Mandakini ! Please don't edit your post. That was not the intention at all. You are completely free to have whatever opinions. I understand your frustrations towards kitsch as an art form . It probably is outdated but I suspect it's going to stick around as long as there is a captive western audience & Manish Arora. :)

I think I veer towards anything colourful really. Thats only a personal aesthetic preference. I like a lot of cheerful, beautiful colours and try not to post a lot of dreary stuff. I've never actually considered providing an accurate or "balanced" picture of the Indian contemporary art scene because masala chai was intended more as a forum to showcase up & coming talent(a very shy breed), not as some serious academic documentation of Art in India (which I think is quite obvious though).
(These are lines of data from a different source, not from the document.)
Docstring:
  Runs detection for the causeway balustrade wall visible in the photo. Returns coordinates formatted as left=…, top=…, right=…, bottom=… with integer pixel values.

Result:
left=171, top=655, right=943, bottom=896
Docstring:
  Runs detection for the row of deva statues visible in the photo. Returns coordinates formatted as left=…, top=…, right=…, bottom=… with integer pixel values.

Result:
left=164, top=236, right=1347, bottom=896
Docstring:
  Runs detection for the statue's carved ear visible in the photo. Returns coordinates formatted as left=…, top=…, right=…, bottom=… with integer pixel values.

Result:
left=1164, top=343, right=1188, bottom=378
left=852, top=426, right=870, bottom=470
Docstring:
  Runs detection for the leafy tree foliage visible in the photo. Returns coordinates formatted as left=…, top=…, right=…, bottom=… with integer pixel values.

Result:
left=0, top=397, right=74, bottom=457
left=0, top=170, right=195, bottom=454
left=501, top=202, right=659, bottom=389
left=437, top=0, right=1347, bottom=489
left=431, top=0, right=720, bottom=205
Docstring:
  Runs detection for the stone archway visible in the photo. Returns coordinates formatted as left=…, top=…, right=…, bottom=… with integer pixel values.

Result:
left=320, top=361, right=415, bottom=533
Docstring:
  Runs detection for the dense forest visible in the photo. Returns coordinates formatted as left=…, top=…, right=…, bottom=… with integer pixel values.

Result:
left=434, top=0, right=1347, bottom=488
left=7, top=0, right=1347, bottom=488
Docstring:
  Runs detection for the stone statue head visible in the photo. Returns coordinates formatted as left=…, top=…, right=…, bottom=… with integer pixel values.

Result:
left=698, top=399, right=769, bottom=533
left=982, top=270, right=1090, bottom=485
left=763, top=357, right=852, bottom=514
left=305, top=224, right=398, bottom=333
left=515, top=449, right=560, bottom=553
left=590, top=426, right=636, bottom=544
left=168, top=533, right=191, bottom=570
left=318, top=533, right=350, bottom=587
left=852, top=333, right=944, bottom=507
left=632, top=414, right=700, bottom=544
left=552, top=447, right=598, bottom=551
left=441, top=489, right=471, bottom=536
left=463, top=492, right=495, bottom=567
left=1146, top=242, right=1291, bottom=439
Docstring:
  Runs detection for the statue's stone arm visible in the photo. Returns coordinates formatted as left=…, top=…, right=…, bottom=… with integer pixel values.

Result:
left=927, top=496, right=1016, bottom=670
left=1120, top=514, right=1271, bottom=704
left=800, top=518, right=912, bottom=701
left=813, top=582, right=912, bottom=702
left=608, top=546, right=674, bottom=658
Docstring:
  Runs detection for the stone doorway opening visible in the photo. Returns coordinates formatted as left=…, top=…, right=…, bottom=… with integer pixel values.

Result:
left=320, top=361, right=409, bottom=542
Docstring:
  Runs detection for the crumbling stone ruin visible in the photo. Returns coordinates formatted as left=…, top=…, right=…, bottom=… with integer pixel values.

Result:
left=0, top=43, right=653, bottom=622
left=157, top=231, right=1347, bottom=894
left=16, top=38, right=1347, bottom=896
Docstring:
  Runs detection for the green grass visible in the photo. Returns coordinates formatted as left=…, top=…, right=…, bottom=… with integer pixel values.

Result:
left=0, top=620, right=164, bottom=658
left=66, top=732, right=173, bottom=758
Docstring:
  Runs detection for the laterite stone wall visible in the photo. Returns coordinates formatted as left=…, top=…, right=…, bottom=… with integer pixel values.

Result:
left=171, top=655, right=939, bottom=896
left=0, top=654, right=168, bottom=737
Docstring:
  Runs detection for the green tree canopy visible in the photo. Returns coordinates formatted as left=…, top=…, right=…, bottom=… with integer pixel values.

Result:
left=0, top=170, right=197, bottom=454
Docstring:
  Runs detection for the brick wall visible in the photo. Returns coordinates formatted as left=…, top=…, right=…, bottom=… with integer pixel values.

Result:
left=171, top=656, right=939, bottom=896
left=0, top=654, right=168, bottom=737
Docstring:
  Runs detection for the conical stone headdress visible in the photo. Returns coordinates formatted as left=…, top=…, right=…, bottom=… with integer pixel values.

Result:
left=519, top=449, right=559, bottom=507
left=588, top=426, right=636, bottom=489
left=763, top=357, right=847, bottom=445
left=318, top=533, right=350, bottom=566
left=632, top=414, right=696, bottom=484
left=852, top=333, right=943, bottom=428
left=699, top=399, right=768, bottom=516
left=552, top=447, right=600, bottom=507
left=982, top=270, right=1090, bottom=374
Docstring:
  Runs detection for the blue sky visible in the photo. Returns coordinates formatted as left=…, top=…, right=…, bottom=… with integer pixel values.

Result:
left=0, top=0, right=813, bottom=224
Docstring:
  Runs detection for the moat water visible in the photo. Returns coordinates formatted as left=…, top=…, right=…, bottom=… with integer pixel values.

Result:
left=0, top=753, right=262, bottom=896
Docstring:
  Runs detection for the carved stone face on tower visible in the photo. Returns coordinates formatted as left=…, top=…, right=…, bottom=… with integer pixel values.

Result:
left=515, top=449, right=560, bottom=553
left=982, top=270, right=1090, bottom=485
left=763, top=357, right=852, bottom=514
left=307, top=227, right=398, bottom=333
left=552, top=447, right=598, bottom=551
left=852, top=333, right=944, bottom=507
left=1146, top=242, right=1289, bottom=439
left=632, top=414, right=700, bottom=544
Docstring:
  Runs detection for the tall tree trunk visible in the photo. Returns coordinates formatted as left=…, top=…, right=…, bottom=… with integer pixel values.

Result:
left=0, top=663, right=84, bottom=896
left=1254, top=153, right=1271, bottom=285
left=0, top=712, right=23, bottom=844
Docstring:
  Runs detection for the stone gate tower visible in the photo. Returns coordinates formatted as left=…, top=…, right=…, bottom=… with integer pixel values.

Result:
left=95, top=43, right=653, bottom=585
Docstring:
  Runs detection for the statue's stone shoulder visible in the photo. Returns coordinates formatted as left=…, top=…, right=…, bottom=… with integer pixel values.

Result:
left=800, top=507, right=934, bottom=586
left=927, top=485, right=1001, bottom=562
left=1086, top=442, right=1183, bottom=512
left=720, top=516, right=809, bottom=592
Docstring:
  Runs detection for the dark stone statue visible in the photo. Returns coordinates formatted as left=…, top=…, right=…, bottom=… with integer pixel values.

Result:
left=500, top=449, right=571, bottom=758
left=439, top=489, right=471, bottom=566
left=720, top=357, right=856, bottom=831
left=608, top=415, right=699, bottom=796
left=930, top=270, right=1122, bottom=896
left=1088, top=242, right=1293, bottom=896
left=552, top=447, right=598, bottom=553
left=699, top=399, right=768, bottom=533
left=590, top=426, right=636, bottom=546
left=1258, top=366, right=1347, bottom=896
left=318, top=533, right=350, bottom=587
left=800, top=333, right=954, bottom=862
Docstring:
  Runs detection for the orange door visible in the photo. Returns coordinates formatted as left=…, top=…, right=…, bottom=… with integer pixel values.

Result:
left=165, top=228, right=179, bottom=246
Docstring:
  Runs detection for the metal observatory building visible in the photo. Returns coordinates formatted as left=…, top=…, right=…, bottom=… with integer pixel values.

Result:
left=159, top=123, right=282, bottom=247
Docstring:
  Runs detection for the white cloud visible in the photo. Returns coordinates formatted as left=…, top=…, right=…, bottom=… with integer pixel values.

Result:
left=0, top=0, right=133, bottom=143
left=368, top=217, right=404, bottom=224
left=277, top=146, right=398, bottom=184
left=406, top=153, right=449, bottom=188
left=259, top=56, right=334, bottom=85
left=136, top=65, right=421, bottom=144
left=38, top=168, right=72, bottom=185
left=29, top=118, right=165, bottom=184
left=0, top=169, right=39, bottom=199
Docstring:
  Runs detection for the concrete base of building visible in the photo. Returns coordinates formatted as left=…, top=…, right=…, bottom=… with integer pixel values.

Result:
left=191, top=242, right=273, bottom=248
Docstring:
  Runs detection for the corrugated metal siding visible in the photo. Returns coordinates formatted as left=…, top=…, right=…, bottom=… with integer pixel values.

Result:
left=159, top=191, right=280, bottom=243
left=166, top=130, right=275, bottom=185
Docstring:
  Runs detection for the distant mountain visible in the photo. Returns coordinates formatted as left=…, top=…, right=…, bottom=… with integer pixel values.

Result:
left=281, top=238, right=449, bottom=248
I'd love it if people would actually email me or leave comments or feed back or just get in touch really. The appreciation is gratifying but some perspective would also be good once in a while (if it's constructive :P)

That being said, I rather like your line drawings.

Deepa said...

I really agree with the fact that street art being passed of as original is really funny. Thats why I thought a post about Kitchy art and that it is being "plagiarised" is a joke in itself.